(Bloomberg) — Washington, New York and the rest of the Northeast will get a quick blanket of heavy snow Sunday that could trample travel for the Super Bowl, the quasi-secular U.S. holiday when the National Football League plays its championship.
The snow will start before dawn in Washington and around 9 a.m. to 10 a.m. in New York, bringing as much as 5 to 7 inches (13 to 18 centimeters) to Manhattan’s Central Park before it winds down by late afternoon, the National Weather Service said. Eastern parts of Long Island and New England, including Boston, will likely get more. Travel throughout the region will be hazardous.
“It’s a pretty fast moving system, so it is probably going to snow hard for a few hours,” said Bob Oravec, a senior branch forecaster with the U.S. Weather Prediction Center. “In Washington, and New York as well, it is probably done and gone by the afternoon. There’s maybe a six-hour window where it will be snowing hard.”

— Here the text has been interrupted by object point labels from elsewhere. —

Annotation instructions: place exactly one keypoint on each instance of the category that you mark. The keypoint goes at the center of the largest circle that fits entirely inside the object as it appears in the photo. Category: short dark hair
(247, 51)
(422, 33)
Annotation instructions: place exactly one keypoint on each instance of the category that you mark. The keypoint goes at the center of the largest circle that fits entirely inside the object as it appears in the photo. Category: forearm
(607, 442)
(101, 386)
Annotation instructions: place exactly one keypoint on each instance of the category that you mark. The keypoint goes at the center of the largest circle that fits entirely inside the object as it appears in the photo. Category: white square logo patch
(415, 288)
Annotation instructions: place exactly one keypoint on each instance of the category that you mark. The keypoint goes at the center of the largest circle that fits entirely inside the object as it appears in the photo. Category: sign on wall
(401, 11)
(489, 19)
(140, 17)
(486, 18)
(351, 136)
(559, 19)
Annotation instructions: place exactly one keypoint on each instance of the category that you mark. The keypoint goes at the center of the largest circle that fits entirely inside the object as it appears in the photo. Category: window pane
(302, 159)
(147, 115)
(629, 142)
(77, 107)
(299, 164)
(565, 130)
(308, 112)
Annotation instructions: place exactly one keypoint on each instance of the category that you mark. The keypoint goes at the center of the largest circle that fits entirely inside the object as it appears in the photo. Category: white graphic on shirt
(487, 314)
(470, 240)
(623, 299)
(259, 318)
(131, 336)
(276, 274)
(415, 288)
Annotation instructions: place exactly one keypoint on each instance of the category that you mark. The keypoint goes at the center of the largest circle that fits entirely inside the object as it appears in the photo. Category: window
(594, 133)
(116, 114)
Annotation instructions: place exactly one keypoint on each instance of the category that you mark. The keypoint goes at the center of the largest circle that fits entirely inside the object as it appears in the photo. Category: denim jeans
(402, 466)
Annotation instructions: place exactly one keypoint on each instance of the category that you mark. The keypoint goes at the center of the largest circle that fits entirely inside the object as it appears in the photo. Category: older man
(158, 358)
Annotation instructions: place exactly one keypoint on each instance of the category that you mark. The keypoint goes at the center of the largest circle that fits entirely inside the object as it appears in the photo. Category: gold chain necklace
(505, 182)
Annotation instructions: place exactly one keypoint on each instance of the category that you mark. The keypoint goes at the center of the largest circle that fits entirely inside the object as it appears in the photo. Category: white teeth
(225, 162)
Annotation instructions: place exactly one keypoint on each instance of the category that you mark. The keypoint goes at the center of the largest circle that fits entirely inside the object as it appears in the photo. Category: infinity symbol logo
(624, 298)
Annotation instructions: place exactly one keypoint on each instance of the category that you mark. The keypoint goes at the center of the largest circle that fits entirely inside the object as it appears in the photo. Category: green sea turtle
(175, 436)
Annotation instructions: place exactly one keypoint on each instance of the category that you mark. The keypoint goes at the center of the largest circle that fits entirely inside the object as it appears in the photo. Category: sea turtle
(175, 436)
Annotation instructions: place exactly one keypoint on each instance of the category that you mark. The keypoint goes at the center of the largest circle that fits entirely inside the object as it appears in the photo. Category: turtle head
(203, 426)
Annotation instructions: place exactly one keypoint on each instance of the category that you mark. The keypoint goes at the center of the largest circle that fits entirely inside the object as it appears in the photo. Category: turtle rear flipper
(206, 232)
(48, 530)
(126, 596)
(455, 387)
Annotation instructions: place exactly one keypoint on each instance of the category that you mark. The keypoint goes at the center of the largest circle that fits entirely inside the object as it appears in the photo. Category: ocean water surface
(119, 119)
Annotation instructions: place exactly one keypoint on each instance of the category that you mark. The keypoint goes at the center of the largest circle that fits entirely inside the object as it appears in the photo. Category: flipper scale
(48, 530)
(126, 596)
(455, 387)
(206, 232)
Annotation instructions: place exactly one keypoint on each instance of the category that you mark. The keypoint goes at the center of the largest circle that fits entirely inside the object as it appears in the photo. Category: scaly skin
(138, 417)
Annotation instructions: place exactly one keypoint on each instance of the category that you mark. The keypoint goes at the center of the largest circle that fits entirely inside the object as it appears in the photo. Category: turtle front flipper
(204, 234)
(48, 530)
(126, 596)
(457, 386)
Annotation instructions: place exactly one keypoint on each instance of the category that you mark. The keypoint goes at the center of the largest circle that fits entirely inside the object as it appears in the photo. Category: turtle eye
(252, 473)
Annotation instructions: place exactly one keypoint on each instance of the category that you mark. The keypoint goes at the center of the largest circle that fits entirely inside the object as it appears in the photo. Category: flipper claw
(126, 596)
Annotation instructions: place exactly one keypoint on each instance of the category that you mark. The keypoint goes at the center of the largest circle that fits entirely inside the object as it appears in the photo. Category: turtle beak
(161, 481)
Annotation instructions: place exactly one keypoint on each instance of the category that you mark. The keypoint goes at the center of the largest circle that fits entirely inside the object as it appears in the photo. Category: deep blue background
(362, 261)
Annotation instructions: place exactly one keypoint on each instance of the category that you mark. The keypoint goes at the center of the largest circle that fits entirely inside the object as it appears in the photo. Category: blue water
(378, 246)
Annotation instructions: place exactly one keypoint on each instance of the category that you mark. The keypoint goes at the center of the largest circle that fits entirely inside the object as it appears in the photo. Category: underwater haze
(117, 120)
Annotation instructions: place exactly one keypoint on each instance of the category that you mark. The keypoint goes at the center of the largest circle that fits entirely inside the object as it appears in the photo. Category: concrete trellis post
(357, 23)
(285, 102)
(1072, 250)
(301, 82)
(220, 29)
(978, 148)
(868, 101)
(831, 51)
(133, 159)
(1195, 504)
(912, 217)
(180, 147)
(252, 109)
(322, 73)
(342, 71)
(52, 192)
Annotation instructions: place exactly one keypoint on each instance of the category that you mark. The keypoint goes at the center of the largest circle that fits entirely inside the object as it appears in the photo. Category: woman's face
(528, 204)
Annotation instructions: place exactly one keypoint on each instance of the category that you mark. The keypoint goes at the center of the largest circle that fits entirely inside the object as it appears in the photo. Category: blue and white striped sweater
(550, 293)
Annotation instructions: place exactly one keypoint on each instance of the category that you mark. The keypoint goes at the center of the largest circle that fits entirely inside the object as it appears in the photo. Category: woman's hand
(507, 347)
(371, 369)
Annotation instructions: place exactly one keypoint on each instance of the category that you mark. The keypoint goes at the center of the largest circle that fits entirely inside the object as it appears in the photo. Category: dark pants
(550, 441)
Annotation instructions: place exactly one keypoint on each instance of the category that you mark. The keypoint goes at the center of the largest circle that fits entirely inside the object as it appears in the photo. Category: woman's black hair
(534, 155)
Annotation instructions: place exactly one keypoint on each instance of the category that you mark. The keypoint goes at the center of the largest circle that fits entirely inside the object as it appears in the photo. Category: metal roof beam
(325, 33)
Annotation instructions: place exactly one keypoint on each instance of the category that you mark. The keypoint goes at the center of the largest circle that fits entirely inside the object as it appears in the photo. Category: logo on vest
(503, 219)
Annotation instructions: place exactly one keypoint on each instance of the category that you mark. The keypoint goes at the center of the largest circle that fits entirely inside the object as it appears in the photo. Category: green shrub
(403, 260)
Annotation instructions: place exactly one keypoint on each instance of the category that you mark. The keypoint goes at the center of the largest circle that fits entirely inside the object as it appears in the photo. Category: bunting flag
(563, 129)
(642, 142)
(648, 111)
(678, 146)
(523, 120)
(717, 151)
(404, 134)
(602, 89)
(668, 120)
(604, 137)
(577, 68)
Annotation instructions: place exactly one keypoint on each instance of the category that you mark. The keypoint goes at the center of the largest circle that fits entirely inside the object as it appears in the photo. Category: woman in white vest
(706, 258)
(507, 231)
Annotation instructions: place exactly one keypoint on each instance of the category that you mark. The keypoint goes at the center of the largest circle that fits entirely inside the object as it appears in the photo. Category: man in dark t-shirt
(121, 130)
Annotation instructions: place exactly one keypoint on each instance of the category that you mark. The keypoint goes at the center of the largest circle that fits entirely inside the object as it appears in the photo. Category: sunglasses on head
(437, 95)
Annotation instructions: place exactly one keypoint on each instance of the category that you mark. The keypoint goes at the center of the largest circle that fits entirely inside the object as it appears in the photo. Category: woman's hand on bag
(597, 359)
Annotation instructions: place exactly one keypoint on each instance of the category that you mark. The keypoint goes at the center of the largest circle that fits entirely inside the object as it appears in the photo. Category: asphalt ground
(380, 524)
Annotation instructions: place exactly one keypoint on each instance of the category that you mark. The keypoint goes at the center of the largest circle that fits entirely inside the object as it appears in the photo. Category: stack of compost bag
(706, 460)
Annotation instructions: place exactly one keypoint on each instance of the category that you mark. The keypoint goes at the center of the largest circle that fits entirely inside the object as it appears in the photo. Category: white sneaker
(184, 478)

The storm comes on the heels of an earlier system that dropped 17.2 inches on Manhattan, tying up road, rail and air traffic across the Northeast. It will arrive across the region in the hours before the Super Bowl between the Tampa Bay Buccaneers and the Kansas City Chiefs starts at 6:30 p.m. in Tampa. There’ll be a reduced crowd due to Covid-19 restrictions.
With temperatures hovering near freezing along the coast, it will be a heavy, wet snow that could spark power outages if it brings down trees.
Coastal areas are in line to get hit the hardest from Sunday’s storm. While the early part of winter was mild and marked by few storms, the larger pattern across the U.S. has shifted, and cold air is pouring into the central part of the country.
Saturday’s low in Chicago will probably fall to -3 degrees Fahrenheit (-20 Celsius) and stay in single digits throughout the day Sunday, the weather service said. That cold could drift east and potentially set up another storm across the Northeast by the end of the week.